A district judge on Monday issued a temporary restraining order against the Financial Institutions Division's cease-and-desist order against a payday lender.
Clark County District Judge Elizabeth Gonzalez issued the order which temporarily set aside the cease-and-desist order that the division issued in November against Cashback Title Loans Inc.
The financial division accused Cashback of operating without a license.
However, Cashback's attorney Ryan Works said Cashback Title had been trying get its title reinstated for more than a year and believed it had complied with all the division's requirements for doing so.
Cashback said it accidentally allowed its license to lapse because it moved from the headquarters where the notice about the license expiration was sent.
Also confusing the issue was the payday lender's addition of four stores, bringing the total to 16.
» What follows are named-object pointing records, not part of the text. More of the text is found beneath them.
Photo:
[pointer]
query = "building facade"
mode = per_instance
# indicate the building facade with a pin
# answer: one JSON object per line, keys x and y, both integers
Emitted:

Works complained that the state couldn't fine Cashback $50,000 for each location, only $50,000 for all of its payday lending locations.
Deputy attorney general Daniel Ebihara said it was a misdemeanor to operate as a payday lender without a license. He complained that a previous financial commissioner obtained a cease-and-desist order against Cashback in 2006.
"I do have some concerns about the way the division acted in this case," Gonzalez said.
She said the division should have resolved the licensing issue faster.
Gonzalez scheduled a hearing on a preliminary injunction on the Cashback matter for Feb. 13.
Cashback has a significant change of winning the case, she said.